The authors acknowledge the risks inherent in international travel, including physical injuries, infectious diseases, and mental health issues, as well as additional risks from COVID-19, but contend that these are manageable.

They suggest encouraging medical students to go in groups, after receiving pre-departure training, including briefings on local health systems, use of PPE, management of COVID-19 patients, and risk assessment. If a host nation requires international students to isolate on arrival (for up to 14 days), this would be an excellent opportunity for training.

"Electives are an essential part of both medical education and global health, and during this uncertainty we strongly believe that medical students should be given the opportunity to volunteer to augment international aid efforts in low-income countries," the authors conclude.

Dr. Irmgard Bauer of the Division of Tropical Health and Medicine at James Cook University, in Townsville, Australia, told Reuters Health by email, "The authors made a very good case for electives of medical students in situations as described in this paper."

She added, however, that it's crucial that these efforts be organized, managed and monitored in a collaborative way by the appropriate authorities, such as the medical schools and local health authorities, "with painstaking preparation for those students who wish to participate."

"No doubt," she noted, "there will be plenty of cowboy-agencies that will send out medical/health students as soon as travel is possible without any care for the local people."

Dr. Etienne Renaud-Roy of the Centre Hospitalier Affilie Universitaire Mauricie-Centre-du-Quebec, in Quebec, Canada, who has worked in Africa and has published papers on international medical electives, told Reuters Health by email that "this article is entirely based on the assumptions that what would be missing is mainly human resources and that the best option to fill this lack of resources would be Western medical students."
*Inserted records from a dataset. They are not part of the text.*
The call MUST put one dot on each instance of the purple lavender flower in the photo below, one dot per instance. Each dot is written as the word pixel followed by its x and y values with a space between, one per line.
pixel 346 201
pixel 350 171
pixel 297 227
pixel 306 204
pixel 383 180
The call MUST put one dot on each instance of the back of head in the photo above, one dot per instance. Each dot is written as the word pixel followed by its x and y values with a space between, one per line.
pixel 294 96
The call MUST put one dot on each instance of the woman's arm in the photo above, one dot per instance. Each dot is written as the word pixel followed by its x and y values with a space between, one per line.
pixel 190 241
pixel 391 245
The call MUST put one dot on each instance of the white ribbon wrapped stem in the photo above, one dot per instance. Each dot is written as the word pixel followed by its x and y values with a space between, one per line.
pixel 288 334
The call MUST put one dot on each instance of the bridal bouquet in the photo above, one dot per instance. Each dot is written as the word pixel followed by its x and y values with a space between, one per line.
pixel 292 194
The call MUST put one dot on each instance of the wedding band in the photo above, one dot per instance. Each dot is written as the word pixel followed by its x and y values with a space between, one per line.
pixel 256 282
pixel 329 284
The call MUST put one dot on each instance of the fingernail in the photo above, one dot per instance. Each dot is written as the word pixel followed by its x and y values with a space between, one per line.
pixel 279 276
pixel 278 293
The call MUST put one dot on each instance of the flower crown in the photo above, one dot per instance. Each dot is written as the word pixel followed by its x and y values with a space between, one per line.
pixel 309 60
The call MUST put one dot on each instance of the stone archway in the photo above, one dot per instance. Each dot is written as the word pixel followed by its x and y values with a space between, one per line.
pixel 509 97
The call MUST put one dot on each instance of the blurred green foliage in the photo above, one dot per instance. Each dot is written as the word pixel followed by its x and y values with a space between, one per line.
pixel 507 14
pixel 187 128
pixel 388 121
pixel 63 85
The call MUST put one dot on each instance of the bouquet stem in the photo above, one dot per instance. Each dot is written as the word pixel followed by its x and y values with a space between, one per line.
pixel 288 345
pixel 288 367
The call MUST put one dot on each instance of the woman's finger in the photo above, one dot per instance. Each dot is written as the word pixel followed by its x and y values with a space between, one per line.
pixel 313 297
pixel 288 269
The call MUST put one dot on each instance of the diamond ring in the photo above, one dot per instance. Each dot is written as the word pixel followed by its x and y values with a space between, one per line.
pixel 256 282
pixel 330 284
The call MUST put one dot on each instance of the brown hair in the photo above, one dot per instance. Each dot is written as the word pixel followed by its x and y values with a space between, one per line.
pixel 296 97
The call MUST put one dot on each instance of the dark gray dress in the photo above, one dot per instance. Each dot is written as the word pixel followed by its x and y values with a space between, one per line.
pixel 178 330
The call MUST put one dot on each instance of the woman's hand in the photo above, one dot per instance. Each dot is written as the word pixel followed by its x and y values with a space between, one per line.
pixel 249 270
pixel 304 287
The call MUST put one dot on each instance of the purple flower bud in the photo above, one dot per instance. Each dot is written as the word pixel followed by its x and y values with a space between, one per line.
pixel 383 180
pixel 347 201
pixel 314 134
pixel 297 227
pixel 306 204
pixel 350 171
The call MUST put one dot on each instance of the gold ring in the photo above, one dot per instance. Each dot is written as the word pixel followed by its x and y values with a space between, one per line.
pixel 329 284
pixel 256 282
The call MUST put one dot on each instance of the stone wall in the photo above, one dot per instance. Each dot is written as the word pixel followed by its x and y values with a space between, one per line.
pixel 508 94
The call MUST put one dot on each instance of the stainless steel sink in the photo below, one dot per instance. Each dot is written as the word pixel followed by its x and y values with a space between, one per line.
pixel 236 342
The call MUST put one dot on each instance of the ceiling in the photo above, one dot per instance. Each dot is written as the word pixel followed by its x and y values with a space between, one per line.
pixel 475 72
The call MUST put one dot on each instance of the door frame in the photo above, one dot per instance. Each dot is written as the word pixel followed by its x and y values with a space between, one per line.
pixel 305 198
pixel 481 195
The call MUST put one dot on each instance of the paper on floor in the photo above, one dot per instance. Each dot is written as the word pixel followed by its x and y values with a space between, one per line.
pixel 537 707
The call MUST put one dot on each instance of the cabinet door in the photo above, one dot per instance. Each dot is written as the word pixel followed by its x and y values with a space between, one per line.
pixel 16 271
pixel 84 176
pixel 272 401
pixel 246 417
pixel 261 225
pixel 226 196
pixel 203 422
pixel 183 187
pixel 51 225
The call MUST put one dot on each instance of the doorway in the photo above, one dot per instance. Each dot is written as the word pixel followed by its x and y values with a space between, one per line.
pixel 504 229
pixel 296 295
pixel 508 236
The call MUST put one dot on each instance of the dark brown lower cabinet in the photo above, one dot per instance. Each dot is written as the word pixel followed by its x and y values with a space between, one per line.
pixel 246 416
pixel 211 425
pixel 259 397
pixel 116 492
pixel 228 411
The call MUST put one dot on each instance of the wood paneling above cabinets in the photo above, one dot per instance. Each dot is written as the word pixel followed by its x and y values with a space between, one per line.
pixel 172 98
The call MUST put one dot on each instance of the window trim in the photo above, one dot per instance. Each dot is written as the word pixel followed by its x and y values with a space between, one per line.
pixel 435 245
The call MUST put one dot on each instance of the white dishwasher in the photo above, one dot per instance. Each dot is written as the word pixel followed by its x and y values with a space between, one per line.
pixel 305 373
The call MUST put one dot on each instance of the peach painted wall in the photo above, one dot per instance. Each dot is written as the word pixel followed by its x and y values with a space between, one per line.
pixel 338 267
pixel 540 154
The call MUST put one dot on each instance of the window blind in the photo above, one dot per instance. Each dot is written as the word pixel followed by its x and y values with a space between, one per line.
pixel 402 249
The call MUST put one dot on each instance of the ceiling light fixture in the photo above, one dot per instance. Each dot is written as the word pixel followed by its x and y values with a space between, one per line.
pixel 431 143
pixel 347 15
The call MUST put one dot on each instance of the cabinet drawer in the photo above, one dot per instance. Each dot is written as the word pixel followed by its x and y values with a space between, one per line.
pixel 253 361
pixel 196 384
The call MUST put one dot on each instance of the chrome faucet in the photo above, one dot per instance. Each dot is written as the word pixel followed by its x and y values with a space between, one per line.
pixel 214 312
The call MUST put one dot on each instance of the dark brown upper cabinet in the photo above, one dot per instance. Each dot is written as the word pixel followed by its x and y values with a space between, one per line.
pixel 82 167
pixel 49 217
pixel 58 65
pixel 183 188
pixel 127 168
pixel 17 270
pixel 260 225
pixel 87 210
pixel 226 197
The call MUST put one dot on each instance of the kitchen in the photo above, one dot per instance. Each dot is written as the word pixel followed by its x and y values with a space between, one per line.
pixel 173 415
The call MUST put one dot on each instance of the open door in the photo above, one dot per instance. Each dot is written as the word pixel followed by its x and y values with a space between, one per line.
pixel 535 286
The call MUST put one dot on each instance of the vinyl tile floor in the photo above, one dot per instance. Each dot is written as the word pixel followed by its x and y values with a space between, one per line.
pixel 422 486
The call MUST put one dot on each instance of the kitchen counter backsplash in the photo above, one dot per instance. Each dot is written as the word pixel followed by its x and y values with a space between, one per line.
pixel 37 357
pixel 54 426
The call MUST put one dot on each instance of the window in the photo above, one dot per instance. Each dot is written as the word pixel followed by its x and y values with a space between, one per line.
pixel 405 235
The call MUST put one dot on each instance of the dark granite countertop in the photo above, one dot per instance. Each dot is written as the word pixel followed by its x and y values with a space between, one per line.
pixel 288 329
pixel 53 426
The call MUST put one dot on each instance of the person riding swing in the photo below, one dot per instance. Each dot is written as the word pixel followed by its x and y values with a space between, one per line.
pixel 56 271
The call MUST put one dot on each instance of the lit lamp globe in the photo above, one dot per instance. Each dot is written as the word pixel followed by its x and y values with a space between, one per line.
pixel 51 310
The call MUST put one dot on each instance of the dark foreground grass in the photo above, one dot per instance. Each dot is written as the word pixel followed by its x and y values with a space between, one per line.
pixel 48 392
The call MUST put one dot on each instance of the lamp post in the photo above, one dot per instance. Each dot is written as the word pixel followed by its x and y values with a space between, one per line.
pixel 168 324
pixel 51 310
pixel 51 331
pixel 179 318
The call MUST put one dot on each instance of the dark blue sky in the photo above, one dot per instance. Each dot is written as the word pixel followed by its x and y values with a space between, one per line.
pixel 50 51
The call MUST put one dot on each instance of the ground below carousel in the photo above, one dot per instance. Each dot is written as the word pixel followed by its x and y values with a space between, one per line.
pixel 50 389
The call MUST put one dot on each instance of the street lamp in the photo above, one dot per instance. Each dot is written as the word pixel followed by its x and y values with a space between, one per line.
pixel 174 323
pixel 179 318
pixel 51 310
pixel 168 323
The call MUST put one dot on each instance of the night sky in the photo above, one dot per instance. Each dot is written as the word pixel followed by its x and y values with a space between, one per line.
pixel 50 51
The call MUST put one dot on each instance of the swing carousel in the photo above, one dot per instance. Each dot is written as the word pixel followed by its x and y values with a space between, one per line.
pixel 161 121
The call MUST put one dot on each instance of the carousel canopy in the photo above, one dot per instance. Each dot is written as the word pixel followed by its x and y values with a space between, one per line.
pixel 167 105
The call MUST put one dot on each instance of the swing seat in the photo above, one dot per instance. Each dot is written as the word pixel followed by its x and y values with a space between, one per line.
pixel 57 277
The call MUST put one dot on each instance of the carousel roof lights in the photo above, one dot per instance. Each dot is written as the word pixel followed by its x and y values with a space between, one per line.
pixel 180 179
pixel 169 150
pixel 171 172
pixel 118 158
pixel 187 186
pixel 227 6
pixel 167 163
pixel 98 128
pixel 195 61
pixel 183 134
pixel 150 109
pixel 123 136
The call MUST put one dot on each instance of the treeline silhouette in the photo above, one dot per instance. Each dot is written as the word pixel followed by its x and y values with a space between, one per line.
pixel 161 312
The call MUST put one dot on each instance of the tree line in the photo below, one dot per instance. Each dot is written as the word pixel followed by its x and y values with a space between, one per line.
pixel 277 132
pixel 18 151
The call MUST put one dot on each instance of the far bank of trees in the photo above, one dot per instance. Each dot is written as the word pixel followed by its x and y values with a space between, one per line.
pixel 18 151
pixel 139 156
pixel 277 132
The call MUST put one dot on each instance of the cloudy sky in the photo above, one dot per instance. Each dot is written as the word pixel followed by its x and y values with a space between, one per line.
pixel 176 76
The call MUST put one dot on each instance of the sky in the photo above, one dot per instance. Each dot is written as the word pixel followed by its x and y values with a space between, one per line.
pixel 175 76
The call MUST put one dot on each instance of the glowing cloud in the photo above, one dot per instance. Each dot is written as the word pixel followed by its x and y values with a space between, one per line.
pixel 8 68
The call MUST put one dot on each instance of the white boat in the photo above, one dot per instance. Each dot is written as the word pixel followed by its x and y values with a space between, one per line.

At least in Benin and Burkina Faso, where he has personal experience, he continued, what's generally missing are appropriate PPE, supplies for large-scale diagnosis and equipment to support hypoxemic respiratory failure and acute respiratory distress syndrome.

In cases where human resources are the main bottleneck in providing care, Dr. Renaud-Roy explained, medical students typically are learners and not skilled healthcare providers. In his experience, host supervisors clearly say they would prefer residents or students in their final year.